As the car started up Hyde, a street that was decidedly non-horizontal, Sophie held on to the bar beside her to keep from sliding across the bench and smashing into the couple seated a few feet away. It was fun; it cleared her mind of her previously unpleasant thoughts. She loved the cable cars; they were a carnival ride, a nostalgic history lesson, and reliable transportation all rolled into one.

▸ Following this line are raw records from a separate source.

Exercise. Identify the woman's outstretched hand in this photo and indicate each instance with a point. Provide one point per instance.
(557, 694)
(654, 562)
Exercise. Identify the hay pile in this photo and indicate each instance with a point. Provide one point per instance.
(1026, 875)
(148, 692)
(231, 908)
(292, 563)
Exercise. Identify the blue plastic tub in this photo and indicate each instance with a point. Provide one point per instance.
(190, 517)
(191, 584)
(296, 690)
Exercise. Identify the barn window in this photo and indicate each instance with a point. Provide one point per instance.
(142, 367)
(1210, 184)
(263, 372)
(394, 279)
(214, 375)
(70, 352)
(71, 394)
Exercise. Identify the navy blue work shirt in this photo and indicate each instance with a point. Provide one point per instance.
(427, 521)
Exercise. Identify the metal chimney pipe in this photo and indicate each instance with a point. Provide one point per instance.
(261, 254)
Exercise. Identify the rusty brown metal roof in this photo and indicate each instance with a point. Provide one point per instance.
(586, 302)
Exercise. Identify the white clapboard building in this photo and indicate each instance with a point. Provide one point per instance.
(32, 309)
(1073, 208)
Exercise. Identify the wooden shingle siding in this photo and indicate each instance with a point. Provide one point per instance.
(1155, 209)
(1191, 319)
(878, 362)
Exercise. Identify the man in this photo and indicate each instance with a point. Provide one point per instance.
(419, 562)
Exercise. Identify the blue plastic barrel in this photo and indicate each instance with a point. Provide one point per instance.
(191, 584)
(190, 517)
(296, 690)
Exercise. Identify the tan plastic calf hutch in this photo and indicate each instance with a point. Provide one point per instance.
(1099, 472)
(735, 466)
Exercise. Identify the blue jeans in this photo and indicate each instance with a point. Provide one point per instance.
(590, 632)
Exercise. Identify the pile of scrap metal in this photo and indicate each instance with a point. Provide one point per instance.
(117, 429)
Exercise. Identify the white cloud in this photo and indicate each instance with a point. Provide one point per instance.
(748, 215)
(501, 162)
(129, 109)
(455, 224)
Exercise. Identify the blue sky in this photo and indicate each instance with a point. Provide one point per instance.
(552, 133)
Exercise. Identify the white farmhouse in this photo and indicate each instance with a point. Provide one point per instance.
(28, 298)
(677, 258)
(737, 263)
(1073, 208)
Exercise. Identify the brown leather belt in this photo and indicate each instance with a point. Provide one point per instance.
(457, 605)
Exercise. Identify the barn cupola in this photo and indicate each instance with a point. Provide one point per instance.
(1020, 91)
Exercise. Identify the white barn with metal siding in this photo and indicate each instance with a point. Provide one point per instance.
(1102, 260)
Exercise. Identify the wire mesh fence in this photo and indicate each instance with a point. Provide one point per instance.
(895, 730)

As always, once they reached Washington, Sophie had the choice of getting off and walking the seven blocks to her apartment on Hemlock—or staying on and taking the cable cars out of her way so that she could catch another on California and get a little closer to Hemlock without walking through alleyways. It took longer to stay on the cars, but it was safer and she certainly didn’t mind the ride. She was never tired at this time of night. If she had her way, she would wake up at ten or eleven in the morning and not go to sleep until four a.m.
In fact, she’d been presented with that choice of late. She would begin classes in the fall, but that meant that she had the whole summer in San Francisco. Her parents’ inheritance money, combined with what she’d saved from working over the last ten years, was enough that for once, if she chose to, she could go without working for a summer or two. She could kick back, sleep in, roam the streets of Frisco—er, San Francisco—without having to worry about getting to work on time.
No alarm clocks. No curfews. Just life to live, time to live it, and a beautiful place to live it in. It was somewhat stunning to realize that she suddenly had this freedom. Where had it come from? Had it always been there, waiting for her to take it? Or had she earned it herself?
Sophie smiled and shook her head. She felt scared—but all in all, pretty happy with life at that moment.
She stayed on the cable car until they reached California, and then she waved to the operator and hopped off. It was a little after one a.m. and a few minutes before the second cable car would come along, but there were other people waiting at the junction as well, so despite the late hour, she never felt that she was in any danger.